# Steak!!



## Naymond Rae

Yes I said it Steak.. I have pomade that... well at least I think so.. is awesome.. I would actually like an unbiased opinion.. 

Makes about 2 1/2 cups

1/2 cup paprika 

1/4 cup kosher salt, finely ground 

1/4 Honey 

2 tablespoons mustard powder 

1/4 cup chili powder 

1/4 cup ground cumin 

2 tablespoons ground black pepper 

1/4 cup granulated garlic 

2 tablespoons cayenne 

This is assuming there are two or more steaks but mix it all up and rub liberally onto steaks.. 

Cook on a high flame to get a good crust.. (sear as you will) I generally get the flames high for this and get and REALLY good charr.. This will lock in the juices.. then cook for internal temp.. The honey REALLY adds a nice sweetness to it.


----------



## Sam Fugate

I'm tryin this one !,,,, Bet it works with Ribs too!


----------



## pharmbee

I'll have to try this.

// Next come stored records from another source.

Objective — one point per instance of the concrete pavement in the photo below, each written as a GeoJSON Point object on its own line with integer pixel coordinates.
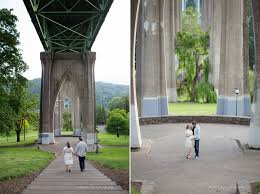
{"type": "Point", "coordinates": [221, 164]}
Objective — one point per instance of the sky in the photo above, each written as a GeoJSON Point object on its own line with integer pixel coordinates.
{"type": "Point", "coordinates": [112, 44]}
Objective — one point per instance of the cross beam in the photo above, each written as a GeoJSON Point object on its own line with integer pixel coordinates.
{"type": "Point", "coordinates": [67, 25]}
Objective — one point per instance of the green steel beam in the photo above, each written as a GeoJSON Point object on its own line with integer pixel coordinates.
{"type": "Point", "coordinates": [67, 25]}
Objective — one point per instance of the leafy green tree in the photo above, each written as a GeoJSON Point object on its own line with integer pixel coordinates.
{"type": "Point", "coordinates": [23, 104]}
{"type": "Point", "coordinates": [101, 114]}
{"type": "Point", "coordinates": [118, 121]}
{"type": "Point", "coordinates": [192, 50]}
{"type": "Point", "coordinates": [251, 34]}
{"type": "Point", "coordinates": [67, 123]}
{"type": "Point", "coordinates": [119, 103]}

About the only thing I'm able to cook well is steaks. Easiest steak/honey I have. Use both the stove top and the oven (on broil). Cast iron pan, and will need very good oven mitts.

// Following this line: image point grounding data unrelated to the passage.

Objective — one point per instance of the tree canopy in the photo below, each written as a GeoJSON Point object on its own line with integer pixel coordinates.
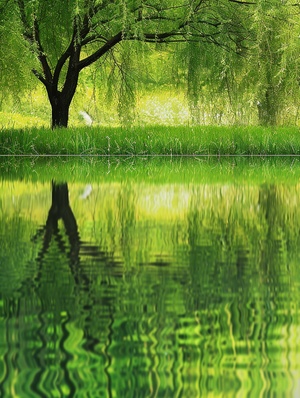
{"type": "Point", "coordinates": [67, 37]}
{"type": "Point", "coordinates": [242, 53]}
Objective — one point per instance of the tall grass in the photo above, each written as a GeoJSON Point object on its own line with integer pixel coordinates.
{"type": "Point", "coordinates": [182, 170]}
{"type": "Point", "coordinates": [156, 140]}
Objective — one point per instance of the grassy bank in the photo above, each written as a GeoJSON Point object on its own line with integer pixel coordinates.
{"type": "Point", "coordinates": [182, 170]}
{"type": "Point", "coordinates": [201, 140]}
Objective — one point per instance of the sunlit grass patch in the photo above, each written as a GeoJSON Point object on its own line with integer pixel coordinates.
{"type": "Point", "coordinates": [11, 120]}
{"type": "Point", "coordinates": [152, 140]}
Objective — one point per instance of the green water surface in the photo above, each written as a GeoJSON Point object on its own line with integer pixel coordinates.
{"type": "Point", "coordinates": [123, 278]}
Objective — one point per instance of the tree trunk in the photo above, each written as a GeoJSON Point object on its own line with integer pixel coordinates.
{"type": "Point", "coordinates": [60, 110]}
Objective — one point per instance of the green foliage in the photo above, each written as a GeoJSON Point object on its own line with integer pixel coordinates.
{"type": "Point", "coordinates": [153, 140]}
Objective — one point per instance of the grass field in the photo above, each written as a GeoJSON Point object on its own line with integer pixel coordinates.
{"type": "Point", "coordinates": [200, 140]}
{"type": "Point", "coordinates": [156, 170]}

Rub honey well into steak night before. Next day, dry off well. Mix alittle seasalt, fresh ground pepper, and cannola oil. Baste it well. Turn oven to broil and cooktop to high. Once everything is heated up sear each side for 30 seconds then place steak and cast iron in oven for 2 minutes each side. Set out for 5 minutes covered then serve. It honestly can't be messed up and the sweetness from the honey is remarkable. I stopped trying other steak variations after I found out this recipe.


----------



## Stingy

Thanks for the recipe. It sounds pretty great. I've got a hunk of flank steak I might have to try it on this week.


----------